Isso demonstra que, longe de “onda conservadora”, o que há no Brasil é uma crescente polarização social, que, a depender dos desenvolvimentos, pode inclusive explodir em revolta popular. É a luta de classes, muitas vezes incompreensível para analistas burgueses e reformistas de esquerda, que impede Bolsonaro de avançar em seus objetivos.
Mas Bolsonaro pode obter importantes êxitos com a ajuda das direções da classe trabalhadora que não convocam nem organizam uma greve geral. As centrais sindicais farão um 1º de Maio unificado sem sequer agitar a palavra de ordem “Fora Bolsonaro”. São as burocracias nos sindicatos e organizações operárias hoje que sustentam esse governo que é motivo de piada na boca do povo, em cada bar, em cada roda de conversa.
Mas isso não pode perdurar. As contradições estão se acumulando e os trabalhadores não aguentarão calados por muito mais tempo.
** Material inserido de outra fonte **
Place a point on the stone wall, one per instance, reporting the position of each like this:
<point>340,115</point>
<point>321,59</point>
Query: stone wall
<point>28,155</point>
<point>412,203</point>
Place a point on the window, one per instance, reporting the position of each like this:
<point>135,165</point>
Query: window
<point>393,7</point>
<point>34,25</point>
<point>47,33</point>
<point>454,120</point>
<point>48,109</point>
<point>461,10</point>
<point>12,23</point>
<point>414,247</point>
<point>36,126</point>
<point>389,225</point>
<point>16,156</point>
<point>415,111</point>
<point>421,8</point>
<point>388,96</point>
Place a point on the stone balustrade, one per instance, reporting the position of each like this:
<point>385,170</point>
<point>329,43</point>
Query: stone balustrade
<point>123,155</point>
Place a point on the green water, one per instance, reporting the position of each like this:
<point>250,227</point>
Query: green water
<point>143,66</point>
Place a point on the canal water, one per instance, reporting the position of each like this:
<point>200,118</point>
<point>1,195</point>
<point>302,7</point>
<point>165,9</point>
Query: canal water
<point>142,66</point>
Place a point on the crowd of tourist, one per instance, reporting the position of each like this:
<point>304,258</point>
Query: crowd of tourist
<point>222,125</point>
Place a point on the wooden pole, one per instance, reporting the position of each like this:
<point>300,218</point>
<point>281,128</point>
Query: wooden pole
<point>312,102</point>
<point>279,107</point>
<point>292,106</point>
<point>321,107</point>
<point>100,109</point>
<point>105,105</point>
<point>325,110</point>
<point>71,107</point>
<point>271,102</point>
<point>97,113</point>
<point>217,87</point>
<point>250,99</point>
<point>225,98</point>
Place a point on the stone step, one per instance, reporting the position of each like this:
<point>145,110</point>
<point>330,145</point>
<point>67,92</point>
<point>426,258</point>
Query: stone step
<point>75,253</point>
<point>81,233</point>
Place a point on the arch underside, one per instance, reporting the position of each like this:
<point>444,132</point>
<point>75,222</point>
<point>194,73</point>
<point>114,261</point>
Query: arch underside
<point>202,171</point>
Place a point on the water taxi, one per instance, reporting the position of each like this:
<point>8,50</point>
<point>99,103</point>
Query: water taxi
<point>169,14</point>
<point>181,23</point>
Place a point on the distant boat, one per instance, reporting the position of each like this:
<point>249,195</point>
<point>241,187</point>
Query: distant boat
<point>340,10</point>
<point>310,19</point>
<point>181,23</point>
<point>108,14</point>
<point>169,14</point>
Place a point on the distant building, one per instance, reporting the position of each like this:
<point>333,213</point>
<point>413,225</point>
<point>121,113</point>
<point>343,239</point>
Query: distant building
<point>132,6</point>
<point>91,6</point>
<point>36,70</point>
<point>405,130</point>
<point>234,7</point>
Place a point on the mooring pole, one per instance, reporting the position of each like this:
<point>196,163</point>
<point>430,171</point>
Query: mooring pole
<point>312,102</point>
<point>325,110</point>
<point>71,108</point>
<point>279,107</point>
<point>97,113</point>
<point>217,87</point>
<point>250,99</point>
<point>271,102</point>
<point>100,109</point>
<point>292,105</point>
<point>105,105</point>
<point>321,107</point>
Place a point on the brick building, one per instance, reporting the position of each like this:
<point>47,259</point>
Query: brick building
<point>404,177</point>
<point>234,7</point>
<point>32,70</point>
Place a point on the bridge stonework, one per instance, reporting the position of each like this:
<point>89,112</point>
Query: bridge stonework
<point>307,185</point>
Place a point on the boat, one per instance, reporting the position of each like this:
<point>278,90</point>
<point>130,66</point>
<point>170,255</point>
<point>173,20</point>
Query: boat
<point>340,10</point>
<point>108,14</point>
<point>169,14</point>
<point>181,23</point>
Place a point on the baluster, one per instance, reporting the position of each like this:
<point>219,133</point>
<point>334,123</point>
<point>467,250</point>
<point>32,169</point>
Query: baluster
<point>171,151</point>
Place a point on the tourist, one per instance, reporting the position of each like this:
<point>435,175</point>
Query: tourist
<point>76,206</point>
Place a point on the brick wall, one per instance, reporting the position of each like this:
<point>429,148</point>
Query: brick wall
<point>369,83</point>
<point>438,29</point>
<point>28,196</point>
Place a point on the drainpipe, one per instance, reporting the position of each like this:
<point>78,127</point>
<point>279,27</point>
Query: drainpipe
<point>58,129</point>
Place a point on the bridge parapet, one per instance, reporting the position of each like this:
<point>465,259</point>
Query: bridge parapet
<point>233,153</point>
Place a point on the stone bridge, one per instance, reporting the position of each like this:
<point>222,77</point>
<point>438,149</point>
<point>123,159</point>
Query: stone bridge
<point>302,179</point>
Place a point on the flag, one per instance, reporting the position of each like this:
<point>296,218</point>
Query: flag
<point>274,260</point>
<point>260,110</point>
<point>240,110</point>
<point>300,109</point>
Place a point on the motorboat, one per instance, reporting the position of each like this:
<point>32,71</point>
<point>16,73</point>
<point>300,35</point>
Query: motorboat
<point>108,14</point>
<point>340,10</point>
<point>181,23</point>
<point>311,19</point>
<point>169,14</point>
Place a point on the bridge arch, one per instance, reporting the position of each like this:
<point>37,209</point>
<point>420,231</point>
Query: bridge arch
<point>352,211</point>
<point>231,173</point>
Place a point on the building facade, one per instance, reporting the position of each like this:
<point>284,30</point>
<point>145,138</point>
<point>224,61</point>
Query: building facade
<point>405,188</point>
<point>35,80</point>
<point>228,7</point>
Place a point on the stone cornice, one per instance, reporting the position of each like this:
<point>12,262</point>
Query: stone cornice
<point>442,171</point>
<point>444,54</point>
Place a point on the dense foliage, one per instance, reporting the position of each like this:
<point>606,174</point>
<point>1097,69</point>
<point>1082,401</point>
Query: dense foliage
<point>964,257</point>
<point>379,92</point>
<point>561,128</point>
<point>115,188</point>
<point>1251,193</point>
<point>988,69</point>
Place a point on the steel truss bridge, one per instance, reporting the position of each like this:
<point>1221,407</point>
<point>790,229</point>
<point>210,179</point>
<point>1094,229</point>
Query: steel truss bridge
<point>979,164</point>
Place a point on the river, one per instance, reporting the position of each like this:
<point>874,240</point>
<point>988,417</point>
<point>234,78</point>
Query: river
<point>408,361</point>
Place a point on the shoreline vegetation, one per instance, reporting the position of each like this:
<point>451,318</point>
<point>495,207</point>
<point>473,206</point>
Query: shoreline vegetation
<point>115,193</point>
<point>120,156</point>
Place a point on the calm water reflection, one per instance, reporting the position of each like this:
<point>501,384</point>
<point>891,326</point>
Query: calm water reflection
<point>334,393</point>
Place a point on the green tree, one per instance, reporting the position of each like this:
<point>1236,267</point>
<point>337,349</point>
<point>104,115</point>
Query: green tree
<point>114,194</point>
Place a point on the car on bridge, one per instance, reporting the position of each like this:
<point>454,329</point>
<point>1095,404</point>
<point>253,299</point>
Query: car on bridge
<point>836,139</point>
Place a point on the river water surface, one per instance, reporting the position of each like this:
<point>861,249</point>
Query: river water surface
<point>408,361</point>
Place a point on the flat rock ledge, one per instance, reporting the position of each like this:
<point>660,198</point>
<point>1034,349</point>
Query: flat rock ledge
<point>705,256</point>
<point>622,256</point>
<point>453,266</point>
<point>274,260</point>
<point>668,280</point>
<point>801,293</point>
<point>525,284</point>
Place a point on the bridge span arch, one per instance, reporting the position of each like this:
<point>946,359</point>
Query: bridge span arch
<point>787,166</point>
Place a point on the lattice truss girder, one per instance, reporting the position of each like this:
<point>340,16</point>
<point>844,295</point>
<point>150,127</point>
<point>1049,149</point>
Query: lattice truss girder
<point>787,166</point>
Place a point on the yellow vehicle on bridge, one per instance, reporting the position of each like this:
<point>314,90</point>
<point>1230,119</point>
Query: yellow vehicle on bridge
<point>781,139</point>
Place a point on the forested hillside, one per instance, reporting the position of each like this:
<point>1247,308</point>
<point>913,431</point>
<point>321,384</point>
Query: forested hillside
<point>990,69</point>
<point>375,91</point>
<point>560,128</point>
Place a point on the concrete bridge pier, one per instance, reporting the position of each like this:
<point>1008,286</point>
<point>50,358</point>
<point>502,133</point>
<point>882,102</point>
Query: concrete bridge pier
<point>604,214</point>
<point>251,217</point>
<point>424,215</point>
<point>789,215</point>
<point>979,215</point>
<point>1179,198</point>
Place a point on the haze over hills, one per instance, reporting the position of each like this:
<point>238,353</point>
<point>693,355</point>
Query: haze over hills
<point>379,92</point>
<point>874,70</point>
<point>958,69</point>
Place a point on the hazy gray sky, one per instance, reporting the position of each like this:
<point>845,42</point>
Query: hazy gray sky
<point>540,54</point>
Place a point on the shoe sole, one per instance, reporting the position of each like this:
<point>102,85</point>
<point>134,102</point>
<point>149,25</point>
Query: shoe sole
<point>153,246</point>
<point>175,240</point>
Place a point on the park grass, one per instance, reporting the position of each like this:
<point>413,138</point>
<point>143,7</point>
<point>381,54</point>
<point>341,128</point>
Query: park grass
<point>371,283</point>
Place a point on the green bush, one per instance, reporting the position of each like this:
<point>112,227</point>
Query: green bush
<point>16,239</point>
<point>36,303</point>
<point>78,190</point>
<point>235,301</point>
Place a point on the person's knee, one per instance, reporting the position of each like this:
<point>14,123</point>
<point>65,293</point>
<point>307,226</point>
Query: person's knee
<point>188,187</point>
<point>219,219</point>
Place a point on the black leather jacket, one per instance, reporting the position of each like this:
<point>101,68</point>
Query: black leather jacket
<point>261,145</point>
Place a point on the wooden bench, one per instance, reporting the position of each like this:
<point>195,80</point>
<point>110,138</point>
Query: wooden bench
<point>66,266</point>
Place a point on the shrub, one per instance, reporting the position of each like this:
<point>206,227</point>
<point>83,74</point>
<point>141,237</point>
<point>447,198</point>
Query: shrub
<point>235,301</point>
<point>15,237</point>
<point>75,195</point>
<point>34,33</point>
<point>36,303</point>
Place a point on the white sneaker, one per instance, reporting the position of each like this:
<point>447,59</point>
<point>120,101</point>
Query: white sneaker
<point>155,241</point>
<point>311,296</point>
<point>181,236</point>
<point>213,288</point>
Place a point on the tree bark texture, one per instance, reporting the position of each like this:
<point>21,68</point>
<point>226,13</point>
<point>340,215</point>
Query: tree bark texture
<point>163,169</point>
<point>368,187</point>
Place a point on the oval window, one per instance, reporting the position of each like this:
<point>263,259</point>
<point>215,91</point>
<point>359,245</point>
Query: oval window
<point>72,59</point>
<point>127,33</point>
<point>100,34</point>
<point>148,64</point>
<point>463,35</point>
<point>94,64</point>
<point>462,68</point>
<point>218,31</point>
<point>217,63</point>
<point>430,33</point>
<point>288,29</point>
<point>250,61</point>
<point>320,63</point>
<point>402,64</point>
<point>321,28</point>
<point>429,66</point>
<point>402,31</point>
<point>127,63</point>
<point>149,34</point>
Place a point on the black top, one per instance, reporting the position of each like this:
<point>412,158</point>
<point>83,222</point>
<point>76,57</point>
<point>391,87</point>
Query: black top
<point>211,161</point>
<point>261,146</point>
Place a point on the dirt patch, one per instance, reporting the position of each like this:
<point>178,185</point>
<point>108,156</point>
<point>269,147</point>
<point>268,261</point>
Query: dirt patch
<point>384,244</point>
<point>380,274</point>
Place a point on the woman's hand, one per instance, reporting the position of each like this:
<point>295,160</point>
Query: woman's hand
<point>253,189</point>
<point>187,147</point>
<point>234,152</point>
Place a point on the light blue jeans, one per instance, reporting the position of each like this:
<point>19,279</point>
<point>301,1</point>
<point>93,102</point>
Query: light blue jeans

A próxima vez que dispararem 80 tiros contra uma família que ia a um chá de bebê pode ser a gota d’água. E se um novo junho de 2013 explodir, todas as direções serão colocadas à prova. Muitas poderão ser superadas por suas bases enfurecidas.
Hoje, como há cem anos quando nascia a Internacional Comunista, a crise da humanidade se reduz à crise de direção do proletariado. E no centro desta crise, como há cem anos, está a questão da tática da frente única. Que valor imensurável tem os ensinamentos de Lênin! “Estudar para organizar e lutar”, este deve ser o lema dos revolucionários hoje.
Editorial do jornal Foice&Martelo 133, de 17 de abril de 2019.